Калашников слушал внимательно, глядя в упор на Ольгу.
— Что же, — спросил он, — его забронировали?
— Ну, конечно.
Калашников кивнул головой.
— Так, так. А как он отнесся к вашему отъезду?
— Не хотел отпускать. Долго спорили. Но я ведь, знаете, какая? Я на своем настояла. Потом захотел ехать со мной. Бегал, хлопотал, но, разумеется, ничего не вышло. Кто ж его отпустит в такое время?
— Так, так, — кивал головой Калашников. И смотрел на Ольгу внимательно и очень серьезно.
В это время на кухне меня хватились, стали звать, и я, зная, что в такие минуты с матерью шутки плохи, пошел. У меня было при этом такое огорченное лицо, что Ольга засмеялась и сказала:
— Знаете что, Василий Аристархович? Пойдемте к ним в кухню. Работать нам не дают, так, по крайней мере, постоим, поболтаем.
— Так, так, — сказал Василий Аристархович невпопад, очевидно, думая о чем-то другом, и мы все трое пошли на кухню.
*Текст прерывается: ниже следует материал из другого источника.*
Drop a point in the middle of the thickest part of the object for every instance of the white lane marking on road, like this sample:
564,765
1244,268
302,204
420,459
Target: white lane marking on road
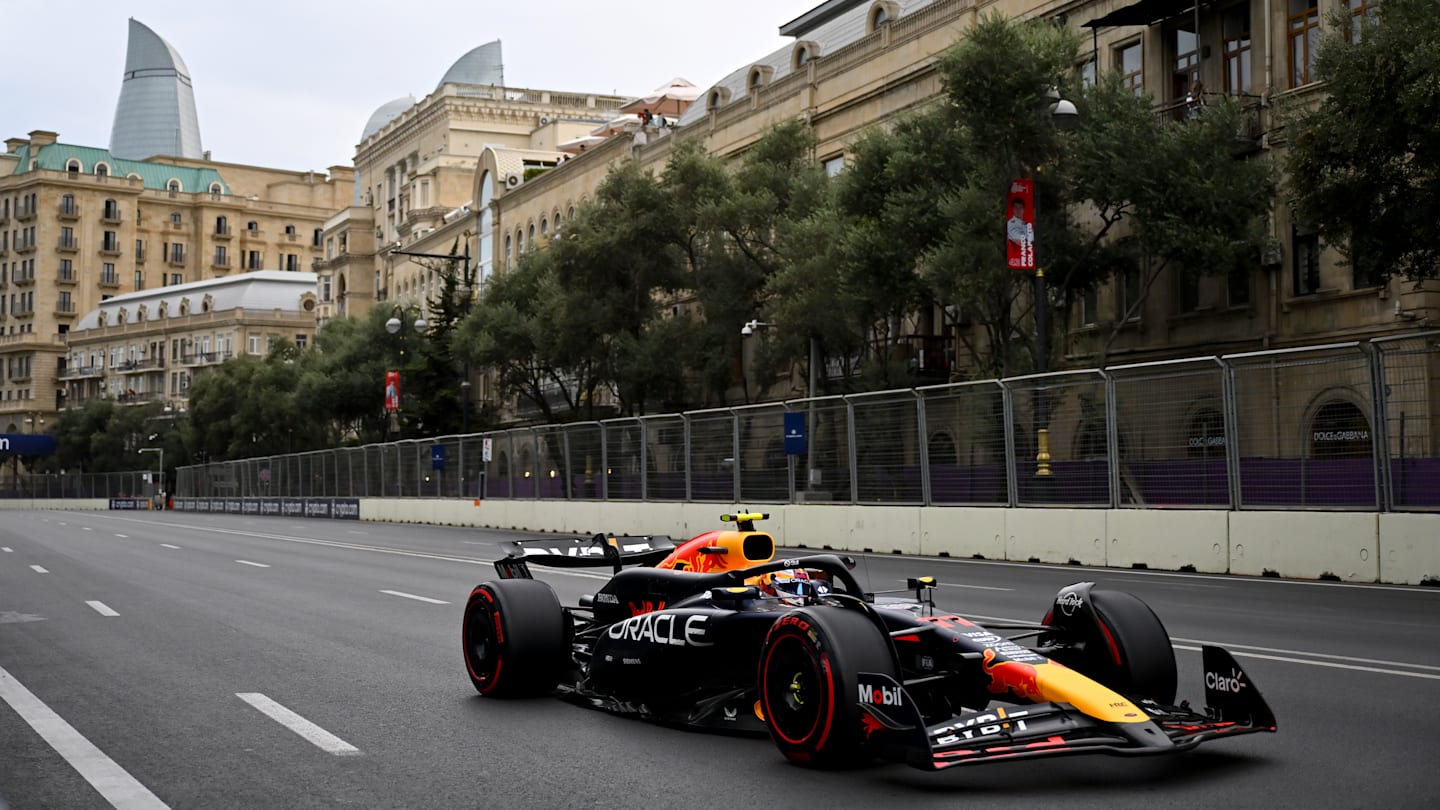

Снова начались беспорядочные разговоры. Ольга рассказывала про Тбилиси, и про дорогу, и про то, как на машине ее какие-то командиры угощали колбасой, потом Николай вполголоса рассказал ей про дядю Сашу, — почему он у нас и почему он такой скучный, — и она очень за него огорчалась.
Наконец Ольга вспомнила, что ей надо умыться с дороги. Анна Александровна пошла ей помогать. У матери были рассеянные, отсутствующие глаза. Она вымыла очищенную картошку и бросила ее в бурлящую воду.
— Ну, — сказала она, — теперь идите, накрывайте на стол.
В этот момент где-то, как мне казалось — над самой крышей нашего дома, раздался свист, такой, какой я уже слышал сегодня в поле, и потом глухо ухнуло совсем рядом.
Я посмотрел на отца.
— Слыхали? — сказал он. — Уже начали землю взрывать. Приказано склады под землею строить на случай бомбежки.
— Да, да, — сказал дед. — Теперь, наверное, всю ночь будут взрывы устраивать. Ну, пошли.
Мать посмотрела на нас всех так внимательно, что мы невольно задержались в дверях.
— Как вам не стыдно, — сказала она очень спокойно. — Почему вы думаете, что если вы можете держаться спокойно, то я не могу? Неужели я не понимаю, что где-то на нашей улице рвутся снаряды? Или вы думаете, мне неизвестно, что немцы под самым городом? Кажется, мы с тобой, Алексей Николаевич, не первый год женаты? Нехорошо!